You said you’re in a small house, but not what type of house. Do you have the ability to store books in sealed containers under the floor? In the attic/ceiling space? Here are some Pins for inspiration and a good thread about the long term storage of books.
http://oedb.org/library/beginning-online-learning/60-brilliant-pinterest-pins-for-book-storage/
http://www.librarything.com/topic/61653
I was caught in the same position with about 1 1/2 cubic metres of books. In the end it culled to 10 books that I must have in paper form then took the rest to used book store and got about $ 100 for them. I died inside a small bit but then got “ahem” “alternate” ebooks for the others. Now I can view from drop box all my old collection
There are also professional services to digitise paper collections, but they aren’t cheap, and they destroy the book in the process. Still, if you calculate the cost of storage over time against the one-off cost of professional digitisation, it may work out cheaper and more effective in the end.
I just resigned myself to an ever-growing book collection and the resultant cost of off-site storage. It makes no monetary sense, but it’s one of the closest ways I’ve found to actually buy happiness.
Lifehacker really has got the right solution. I have roughly the same problem, I have a large book collection that while I can store at the moment, I will need to move in the next year or so. I really do not want to move all these books again!
First I tackled fiction as I now see fiction (especially paperbacks) as just cellulose holding a story, no pictures or references. An ebook could do that fine for what I want. I would still like some paperbacks for when an ebook is impossible (reading in the bathtub). So if I had access to a good quality ebook file of that book it went in the donation pile. This was the majority of what I culled.
Non-fiction was a little harder and not much was culled from there. You cannot often beat paper for go-to reference materials.
I find that reading graphic novels on a tablet is great, so I culled my collection down to half a dozen essential series and the rest I have found as cbr files.
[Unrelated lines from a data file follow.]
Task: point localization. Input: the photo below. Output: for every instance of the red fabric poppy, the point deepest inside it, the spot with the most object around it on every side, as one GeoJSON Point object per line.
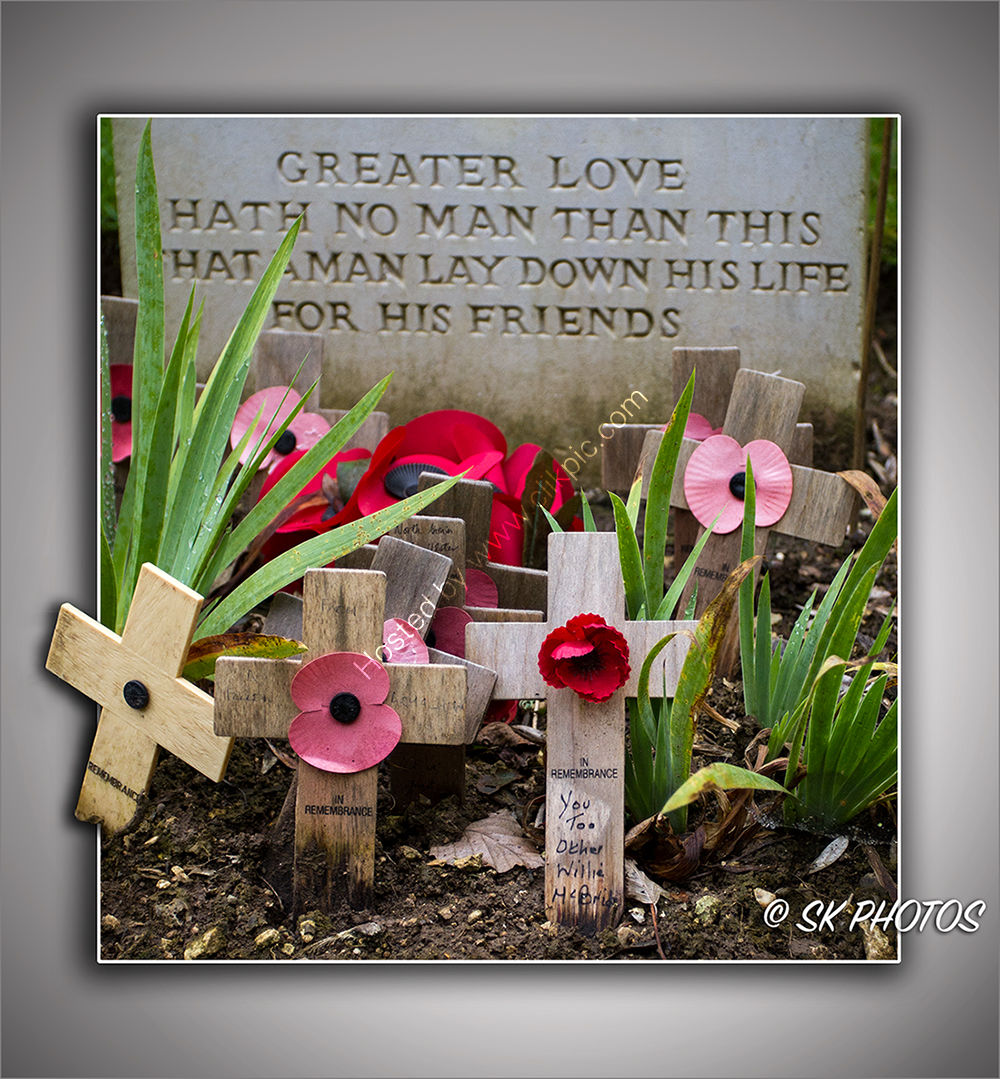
{"type": "Point", "coordinates": [121, 410]}
{"type": "Point", "coordinates": [587, 656]}
{"type": "Point", "coordinates": [277, 404]}
{"type": "Point", "coordinates": [401, 643]}
{"type": "Point", "coordinates": [450, 441]}
{"type": "Point", "coordinates": [715, 476]}
{"type": "Point", "coordinates": [343, 725]}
I ended up reducing my collection down by roughly 20% (from over roughly 1000 books). They went to various friends and Lifeline. I know it is hard to give these up, I’m a bibliophile too, but you have to ask yourself if that book has any value being physical over digital. If it doesn’t get rid of it.
You do get a liberating feeling from getting rid of physical objects and clutter. And if in a few years you regret getting rid of that one book for some reason, it’s just $20 away. No biggy.
I would have to go the house full of bookshelves. Dust would be an issue but wow, how cool would it look!